Pakistan’s SME Development Vision as spelled out by the SME policy is ‘SME-led economic growth resulting in poverty reduction, creation of jobs and unleashing the entrepreneurial potential of the people of Pakistan’. The SME policy has a vast institutional network consisting of institutions like the Small and Medium Enterprise Authority (SMEDA), the National Productivity Organisation, the Pakistan Software Export Board (PSEB) and the Competitiveness Support Fund. Whilst these organisations have developed a great deal of capacity and can launch a number of high impact programs to encourage entrepreneurship, much more needs to be done in terms of coordination, impact and results.

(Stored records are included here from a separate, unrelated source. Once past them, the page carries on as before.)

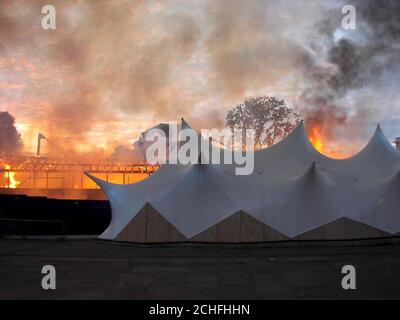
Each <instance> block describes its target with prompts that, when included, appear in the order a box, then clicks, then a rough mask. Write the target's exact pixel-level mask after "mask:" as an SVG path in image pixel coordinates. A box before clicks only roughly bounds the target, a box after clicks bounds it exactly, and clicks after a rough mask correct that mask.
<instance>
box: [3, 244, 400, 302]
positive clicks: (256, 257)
mask: <svg viewBox="0 0 400 320" xmlns="http://www.w3.org/2000/svg"><path fill="white" fill-rule="evenodd" d="M44 265H53V266H54V267H55V269H56V289H55V290H44V289H42V287H41V281H42V277H43V276H44V275H43V274H41V270H42V267H43V266H44ZM344 265H353V266H354V267H355V269H356V289H355V290H344V289H343V288H342V286H341V281H342V278H343V277H344V276H345V275H344V274H341V270H342V267H343V266H344ZM399 298H400V244H399V243H397V244H396V243H395V244H385V245H365V246H335V245H331V246H312V247H307V246H298V247H272V248H271V247H262V246H252V245H248V246H240V247H239V246H224V245H217V244H215V245H193V246H182V245H163V246H160V245H147V246H140V245H132V244H121V243H115V242H107V241H100V240H79V239H78V240H11V239H0V299H399Z"/></svg>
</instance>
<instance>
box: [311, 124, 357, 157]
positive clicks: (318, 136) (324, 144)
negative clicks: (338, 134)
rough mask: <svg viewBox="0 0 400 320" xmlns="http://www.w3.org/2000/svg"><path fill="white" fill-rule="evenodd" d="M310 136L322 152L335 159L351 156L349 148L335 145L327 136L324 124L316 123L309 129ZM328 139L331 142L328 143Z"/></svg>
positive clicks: (312, 142) (313, 141)
mask: <svg viewBox="0 0 400 320" xmlns="http://www.w3.org/2000/svg"><path fill="white" fill-rule="evenodd" d="M308 138H309V139H310V142H311V143H312V145H313V146H314V148H315V149H317V150H318V151H319V152H320V153H322V154H324V155H326V156H328V157H331V158H334V159H344V158H347V157H349V156H351V153H349V152H348V151H347V150H345V149H344V148H343V147H340V146H337V145H335V144H334V143H333V142H332V141H331V140H332V139H329V137H326V136H325V135H324V133H323V129H322V126H319V125H314V126H313V127H312V128H311V129H310V130H308ZM327 140H330V141H329V142H330V144H329V145H328V144H327V143H326V141H327Z"/></svg>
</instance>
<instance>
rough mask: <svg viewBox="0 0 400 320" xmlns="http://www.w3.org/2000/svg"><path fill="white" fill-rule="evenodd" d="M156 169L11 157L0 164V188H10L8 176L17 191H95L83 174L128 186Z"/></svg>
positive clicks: (142, 165) (27, 157)
mask: <svg viewBox="0 0 400 320" xmlns="http://www.w3.org/2000/svg"><path fill="white" fill-rule="evenodd" d="M158 168H159V166H158V165H149V164H147V163H113V162H98V163H93V162H88V161H73V160H64V159H51V158H45V157H11V158H2V159H1V160H0V177H1V179H2V181H1V186H2V187H3V188H4V187H5V188H7V187H8V186H10V177H11V174H12V175H15V177H16V179H18V180H19V181H18V182H19V183H18V186H17V188H44V189H49V188H60V189H67V188H72V189H94V188H98V187H97V186H96V185H95V184H94V183H93V182H92V181H90V179H88V178H87V177H86V176H85V175H84V173H85V172H90V173H92V174H94V175H96V176H98V177H100V178H102V179H104V180H106V181H110V182H115V183H122V184H127V183H132V182H136V181H139V180H142V179H144V178H145V177H146V176H149V175H151V174H152V173H154V172H155V171H156V170H157V169H158Z"/></svg>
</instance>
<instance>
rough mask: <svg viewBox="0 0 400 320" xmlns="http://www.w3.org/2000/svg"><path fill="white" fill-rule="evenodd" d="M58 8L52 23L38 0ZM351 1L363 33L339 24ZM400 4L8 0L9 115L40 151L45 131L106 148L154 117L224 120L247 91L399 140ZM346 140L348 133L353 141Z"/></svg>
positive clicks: (130, 135) (145, 129) (264, 1)
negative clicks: (11, 115) (398, 138)
mask: <svg viewBox="0 0 400 320" xmlns="http://www.w3.org/2000/svg"><path fill="white" fill-rule="evenodd" d="M46 4H52V5H53V6H54V7H55V9H56V29H55V30H43V29H42V26H41V20H42V18H43V17H44V14H42V13H41V10H42V7H43V6H44V5H46ZM344 4H352V5H354V7H355V8H356V29H355V30H344V29H343V28H342V27H341V19H342V18H343V14H342V13H341V8H342V6H343V5H344ZM399 7H400V5H399V2H398V1H369V0H364V1H346V3H344V2H343V1H333V0H331V1H316V0H310V1H300V0H281V1H262V0H247V1H240V0H212V1H211V0H210V1H208V0H204V1H198V0H169V1H168V0H166V1H156V0H147V1H145V0H131V1H122V0H110V1H96V0H75V1H59V0H57V1H47V0H46V1H24V0H18V1H11V0H0V111H9V112H10V113H11V114H12V115H13V116H14V117H15V118H16V123H17V128H18V130H19V131H20V132H21V134H22V139H23V142H24V152H25V153H27V154H28V153H34V152H35V148H36V140H37V134H38V133H39V132H41V133H42V134H44V135H45V136H46V137H48V138H49V139H50V140H51V141H53V142H54V143H55V144H57V145H59V146H61V147H62V148H63V149H64V150H69V152H71V153H74V152H75V153H91V154H98V155H99V156H103V155H107V154H109V153H111V152H112V150H113V149H114V148H115V147H116V146H118V145H129V144H131V143H132V142H133V141H134V140H135V139H136V138H138V136H139V134H140V132H142V131H144V130H146V129H147V128H149V127H152V126H154V125H156V124H157V123H159V122H165V121H172V120H179V119H180V118H181V117H184V118H185V119H186V120H187V121H188V122H189V123H191V124H192V125H193V126H194V127H196V128H221V127H223V126H224V125H225V117H226V114H227V111H228V110H229V109H231V108H233V107H234V106H235V105H237V104H238V103H240V102H242V101H243V100H244V99H245V98H246V97H249V96H257V95H272V96H277V97H279V98H282V99H285V101H286V102H287V104H288V105H289V106H290V107H292V108H293V109H294V110H295V111H296V112H298V113H300V114H301V115H302V117H303V118H304V119H305V121H306V126H307V124H308V125H309V127H310V126H311V125H314V124H315V123H318V125H319V126H320V127H321V130H322V132H323V135H324V137H325V138H326V142H327V144H329V145H330V146H332V148H333V147H334V148H341V150H342V151H343V153H354V152H356V151H358V150H359V149H360V148H362V146H363V145H365V144H366V143H367V141H368V140H369V138H370V136H371V135H372V133H373V131H374V130H375V126H376V124H377V123H380V124H381V126H382V128H383V130H384V132H385V134H386V135H387V137H388V138H389V139H390V140H393V138H394V137H396V136H400V113H399V111H400V102H399V101H400V100H399V95H400V93H399V90H398V86H399V83H400V79H399V78H400V72H399V71H400V70H399V66H400V54H399V50H400V45H399V43H400V42H399V41H398V40H399V37H400V26H399V24H400V22H399V21H400V8H399ZM350 141H351V142H350Z"/></svg>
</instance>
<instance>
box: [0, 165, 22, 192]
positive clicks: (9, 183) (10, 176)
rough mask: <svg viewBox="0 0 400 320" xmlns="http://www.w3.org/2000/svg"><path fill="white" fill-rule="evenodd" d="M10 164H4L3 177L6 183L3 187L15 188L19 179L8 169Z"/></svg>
mask: <svg viewBox="0 0 400 320" xmlns="http://www.w3.org/2000/svg"><path fill="white" fill-rule="evenodd" d="M10 169H11V166H10V165H9V164H6V165H4V170H6V171H5V172H4V178H6V179H7V184H6V185H5V186H4V187H5V188H11V189H15V188H17V187H18V186H19V185H20V183H21V182H20V181H18V180H17V179H16V178H15V172H13V171H10Z"/></svg>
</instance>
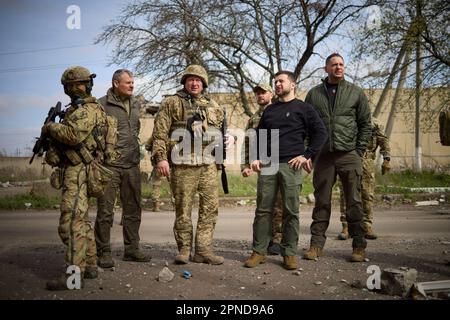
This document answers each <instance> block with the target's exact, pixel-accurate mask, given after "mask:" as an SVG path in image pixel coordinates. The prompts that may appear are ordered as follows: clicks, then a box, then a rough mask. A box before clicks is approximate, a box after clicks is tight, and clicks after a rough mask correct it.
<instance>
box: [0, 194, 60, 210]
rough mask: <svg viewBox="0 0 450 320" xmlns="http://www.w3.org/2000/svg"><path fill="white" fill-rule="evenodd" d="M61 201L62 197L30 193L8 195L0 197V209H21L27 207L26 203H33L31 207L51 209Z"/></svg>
mask: <svg viewBox="0 0 450 320" xmlns="http://www.w3.org/2000/svg"><path fill="white" fill-rule="evenodd" d="M60 202H61V198H60V197H44V196H34V195H29V194H21V195H15V196H6V197H2V198H0V209H5V210H21V209H26V206H25V203H31V206H30V209H51V208H54V206H55V205H59V204H60Z"/></svg>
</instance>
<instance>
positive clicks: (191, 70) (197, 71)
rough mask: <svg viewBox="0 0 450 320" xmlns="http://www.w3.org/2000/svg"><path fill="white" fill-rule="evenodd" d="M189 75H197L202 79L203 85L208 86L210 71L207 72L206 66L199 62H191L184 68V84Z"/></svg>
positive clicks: (197, 76) (197, 75) (199, 77)
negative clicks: (194, 63) (208, 78)
mask: <svg viewBox="0 0 450 320" xmlns="http://www.w3.org/2000/svg"><path fill="white" fill-rule="evenodd" d="M189 76H196V77H199V78H200V79H202V82H203V87H204V88H207V87H208V73H206V70H205V68H203V67H202V66H200V65H198V64H191V65H190V66H188V67H187V68H186V70H184V72H183V76H182V77H181V84H182V85H184V83H185V82H186V78H187V77H189Z"/></svg>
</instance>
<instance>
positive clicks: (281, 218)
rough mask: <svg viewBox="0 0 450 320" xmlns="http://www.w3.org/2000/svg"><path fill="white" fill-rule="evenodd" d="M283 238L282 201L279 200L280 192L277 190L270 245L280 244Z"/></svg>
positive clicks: (282, 206)
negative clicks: (276, 243) (277, 192)
mask: <svg viewBox="0 0 450 320" xmlns="http://www.w3.org/2000/svg"><path fill="white" fill-rule="evenodd" d="M282 238H283V199H281V191H280V190H278V193H277V199H276V201H275V206H274V208H273V217H272V243H278V244H280V243H281V239H282Z"/></svg>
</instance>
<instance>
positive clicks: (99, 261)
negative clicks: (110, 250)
mask: <svg viewBox="0 0 450 320" xmlns="http://www.w3.org/2000/svg"><path fill="white" fill-rule="evenodd" d="M97 265H98V266H99V267H100V268H105V269H108V268H112V267H114V265H115V264H114V260H113V259H112V256H111V252H103V253H101V254H100V255H99V256H98V259H97Z"/></svg>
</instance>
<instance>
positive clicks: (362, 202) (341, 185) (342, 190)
mask: <svg viewBox="0 0 450 320" xmlns="http://www.w3.org/2000/svg"><path fill="white" fill-rule="evenodd" d="M362 162H363V175H362V182H361V184H362V185H361V200H362V206H363V224H364V227H365V228H366V230H367V228H368V227H371V226H372V224H373V203H374V199H375V161H374V160H372V159H368V158H363V161H362ZM339 193H340V212H341V218H340V220H341V222H342V227H343V228H345V227H347V219H346V218H345V199H344V190H343V189H342V183H341V181H340V180H339Z"/></svg>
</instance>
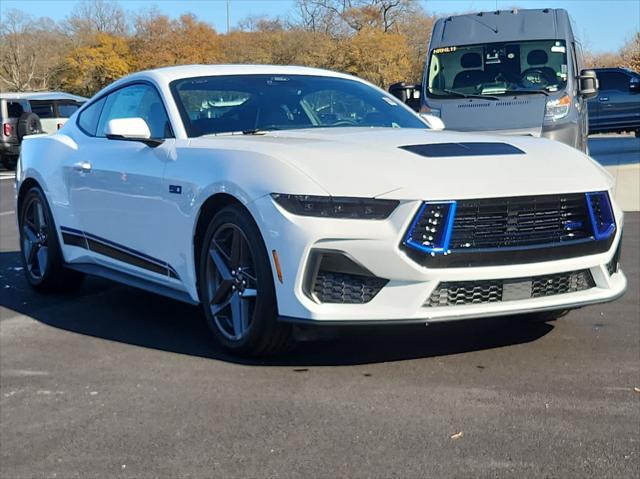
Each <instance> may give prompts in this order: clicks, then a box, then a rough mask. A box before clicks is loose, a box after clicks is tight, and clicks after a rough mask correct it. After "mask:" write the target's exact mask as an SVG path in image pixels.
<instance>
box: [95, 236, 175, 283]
mask: <svg viewBox="0 0 640 479" xmlns="http://www.w3.org/2000/svg"><path fill="white" fill-rule="evenodd" d="M87 242H88V243H89V249H90V250H91V251H95V252H96V253H99V254H103V255H105V256H109V257H110V258H113V259H117V260H118V261H122V262H123V263H128V264H131V265H134V266H138V267H140V268H143V269H146V270H149V271H153V272H154V273H158V274H163V275H167V274H168V270H167V267H166V266H162V265H159V264H157V263H153V262H151V261H148V260H146V259H143V258H140V257H139V256H135V255H133V254H131V253H128V252H126V251H123V250H121V249H118V248H114V247H113V246H111V245H108V244H106V243H102V242H100V241H96V240H94V239H92V238H88V239H87Z"/></svg>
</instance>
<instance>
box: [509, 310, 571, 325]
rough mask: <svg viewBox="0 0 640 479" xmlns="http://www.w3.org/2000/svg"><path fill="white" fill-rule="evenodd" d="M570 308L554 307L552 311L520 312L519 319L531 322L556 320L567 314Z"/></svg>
mask: <svg viewBox="0 0 640 479" xmlns="http://www.w3.org/2000/svg"><path fill="white" fill-rule="evenodd" d="M569 311H571V310H570V309H556V310H553V311H540V312H538V313H529V314H522V315H520V316H519V318H520V319H522V320H524V321H529V322H531V323H548V322H551V321H556V320H558V319H560V318H562V317H564V316H566V315H567V314H569Z"/></svg>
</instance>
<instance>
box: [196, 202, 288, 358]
mask: <svg viewBox="0 0 640 479" xmlns="http://www.w3.org/2000/svg"><path fill="white" fill-rule="evenodd" d="M236 234H237V235H238V236H235V235H236ZM229 235H231V236H229ZM229 237H230V238H231V239H225V238H229ZM236 238H239V239H238V241H242V243H241V246H240V247H238V248H236V251H241V252H239V253H237V256H238V259H237V261H235V265H234V260H233V256H234V252H233V251H234V249H233V246H231V247H227V245H228V244H231V245H233V244H234V241H236ZM214 239H215V243H214V242H213V240H214ZM214 244H215V245H218V246H217V249H216V246H214ZM212 249H216V251H218V257H217V258H216V259H214V258H213V256H215V255H214V254H213V253H212ZM223 249H224V250H225V251H223ZM227 253H228V254H227ZM240 258H243V259H240ZM220 260H223V261H224V264H223V265H222V266H219V263H218V261H220ZM245 264H246V265H249V264H250V266H241V265H245ZM234 268H235V269H234ZM236 269H237V271H236ZM222 270H224V271H222ZM242 274H244V275H245V276H244V278H245V279H246V281H247V282H248V285H247V286H246V288H247V289H246V290H244V289H242V288H245V286H242V285H243V284H244V283H243V282H242V281H241V280H242V278H240V277H239V275H242ZM225 278H226V279H225ZM198 287H199V294H200V300H201V302H202V306H203V310H204V315H205V318H206V320H207V323H208V324H209V328H210V329H211V331H212V333H213V335H214V337H215V338H216V340H217V341H218V343H220V344H221V345H222V346H223V347H224V348H225V349H227V350H228V351H230V352H232V353H234V354H238V355H244V356H268V355H274V354H278V353H282V352H284V351H286V350H288V349H289V348H290V347H291V346H292V345H293V340H292V328H291V326H290V325H288V324H284V323H280V322H278V321H277V315H278V308H277V303H276V295H275V288H274V282H273V271H272V269H271V262H270V260H269V255H268V254H267V250H266V247H265V245H264V241H263V240H262V235H261V234H260V230H259V229H258V227H257V225H256V224H255V222H254V221H253V218H252V217H251V215H250V214H249V213H248V212H247V211H246V210H245V209H243V208H242V207H241V206H238V205H231V206H227V207H225V208H224V209H222V210H221V211H220V212H218V213H217V214H216V215H215V216H214V217H213V219H212V220H211V222H210V223H209V226H208V227H207V230H206V232H205V234H204V237H203V241H202V244H201V245H200V256H199V264H198ZM231 288H233V289H231ZM249 288H252V289H249ZM249 291H251V292H252V293H251V294H247V293H249ZM243 292H244V293H245V294H246V297H243ZM215 298H218V300H217V304H216V299H215ZM234 301H237V303H236V304H241V305H242V306H238V307H237V308H236V309H235V310H234V309H233V308H232V306H233V304H234ZM243 301H244V302H243ZM224 305H226V306H224ZM245 308H246V311H248V312H247V313H246V322H245V321H241V322H242V324H243V326H242V327H240V328H236V324H239V323H236V321H235V320H234V318H235V316H234V314H235V313H234V311H239V312H240V314H241V315H244V314H245V313H244V311H245ZM214 310H217V313H216V314H214ZM244 317H245V316H243V318H244ZM236 329H239V330H240V331H237V332H236ZM233 335H235V336H236V337H231V336H233Z"/></svg>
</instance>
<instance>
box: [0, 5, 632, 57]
mask: <svg viewBox="0 0 640 479" xmlns="http://www.w3.org/2000/svg"><path fill="white" fill-rule="evenodd" d="M415 1H419V2H420V3H421V4H422V5H423V7H424V8H425V9H426V10H427V11H428V12H429V13H433V14H435V15H437V16H444V15H447V14H452V13H464V12H472V11H492V10H495V9H496V5H497V7H498V8H499V9H509V8H512V7H514V6H518V7H521V8H564V9H566V10H567V11H568V12H569V15H570V16H571V17H572V19H573V22H574V28H575V31H574V33H575V34H576V36H577V37H578V38H579V39H580V40H581V41H582V42H583V44H585V46H586V48H587V49H589V50H590V51H593V52H594V53H603V52H607V51H611V52H613V51H617V50H618V49H619V48H620V47H622V46H623V45H624V43H625V42H626V41H627V40H628V39H630V38H631V37H632V36H633V35H634V33H635V32H637V31H640V0H563V1H558V0H546V1H539V0H415ZM77 2H78V0H0V20H1V18H2V15H3V14H4V12H6V11H8V10H10V9H13V8H15V9H18V10H22V11H23V12H25V13H27V14H29V15H32V16H34V17H39V16H43V17H50V18H52V19H54V20H62V19H63V18H64V17H66V16H67V15H69V13H70V12H71V11H72V10H73V8H74V4H76V3H77ZM119 3H120V4H121V5H122V7H123V8H125V9H126V10H129V11H132V12H138V11H142V10H145V9H149V8H151V7H153V6H155V7H157V9H158V10H160V12H161V13H164V14H166V15H168V16H170V17H177V16H179V15H180V14H182V13H186V12H190V13H194V14H195V15H196V16H197V17H198V18H200V19H202V20H205V21H207V22H208V23H210V24H212V25H213V26H214V28H215V29H216V30H217V31H219V32H222V33H224V32H225V31H226V30H227V6H226V5H227V1H226V0H119ZM229 3H230V7H229V13H230V21H231V28H233V27H234V26H236V25H237V23H238V21H240V20H242V19H243V18H245V17H247V16H248V15H267V16H271V17H275V16H286V15H287V14H288V13H290V12H291V10H292V7H293V4H294V1H293V0H229Z"/></svg>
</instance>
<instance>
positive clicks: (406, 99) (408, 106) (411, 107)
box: [389, 82, 420, 111]
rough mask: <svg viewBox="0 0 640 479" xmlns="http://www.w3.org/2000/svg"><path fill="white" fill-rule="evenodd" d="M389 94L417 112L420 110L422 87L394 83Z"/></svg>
mask: <svg viewBox="0 0 640 479" xmlns="http://www.w3.org/2000/svg"><path fill="white" fill-rule="evenodd" d="M389 93H391V94H392V95H393V96H395V97H396V98H397V99H398V100H400V101H401V102H402V103H405V104H406V105H407V106H408V107H409V108H411V109H412V110H415V111H419V110H420V85H407V84H406V83H405V82H398V83H394V84H393V85H391V86H390V87H389Z"/></svg>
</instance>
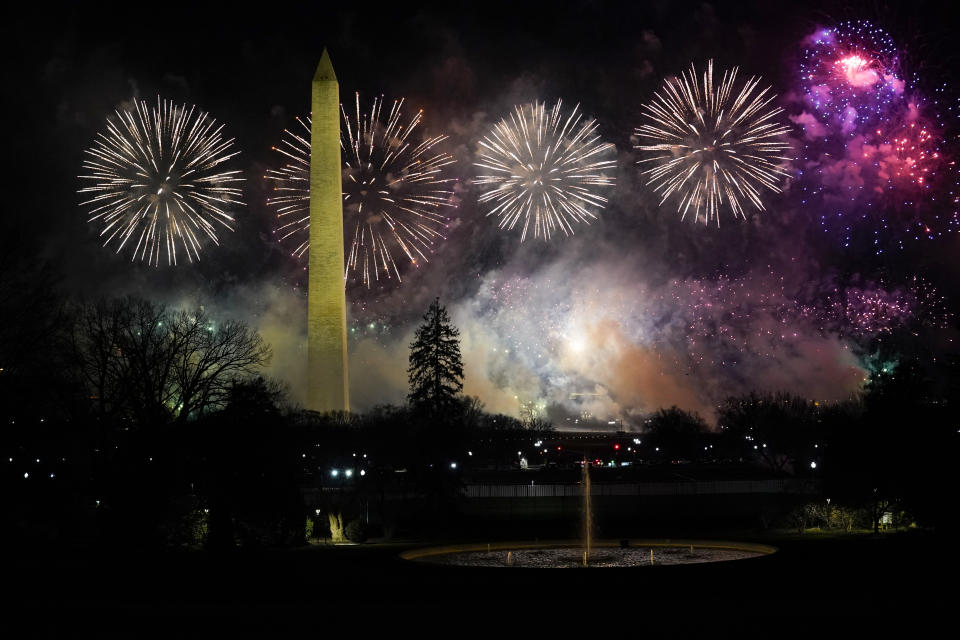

One of the main concerns is that growth of small and medium sized businesses is still constrained due to limited access to financing, bureaucracy, and the absence of a skilled worked force with the tool kit for setting up a successful small business. Wherever such initiatives are underway, they suffer from limited funding, uneven and insufficient government support and lack of coordination. If properly harnessed, small enterprises have the ability to increase the per capita income to a level of US $10,000 in the next ten years. Whilst an institutional network exists, some of the key initiatives that need further capacity and focus are as follows. First, set up and fund training programs for small businesses in vocational schools and universities in urban and major rural areas. Second, banks should ensure adequate funding for small enterprises, which is based on cash flow lending versus asset-based models. Third, the government should fund an early stage equity fund to provide seed capital for early stage start-up ventures where the fund is managed on a private enterprise basis which could be sector specific such as high growth information technology, human development, agriculture, services, and industry. Fourth, efforts should be directed to encourage ideas, progress and innovation through the formation of clusters. Clusters inherently evolve because of 234entrepreneurship. For example, the technology cluster in Pakistan is Lahore and the textile cluster in Pakistan is Faisalabad and Karachi. Most successful businesses in Pakistan are founded by entrepreneurs who are located in a particular area; the cluster forms around these entrepreneurs. Therefore, focusing on entrepreneurship in clusters can have a significant impact, which reinforces the idea of an inclusive growth model that involves the private sector and focuses on investing in education, vocational training and entrepreneurship.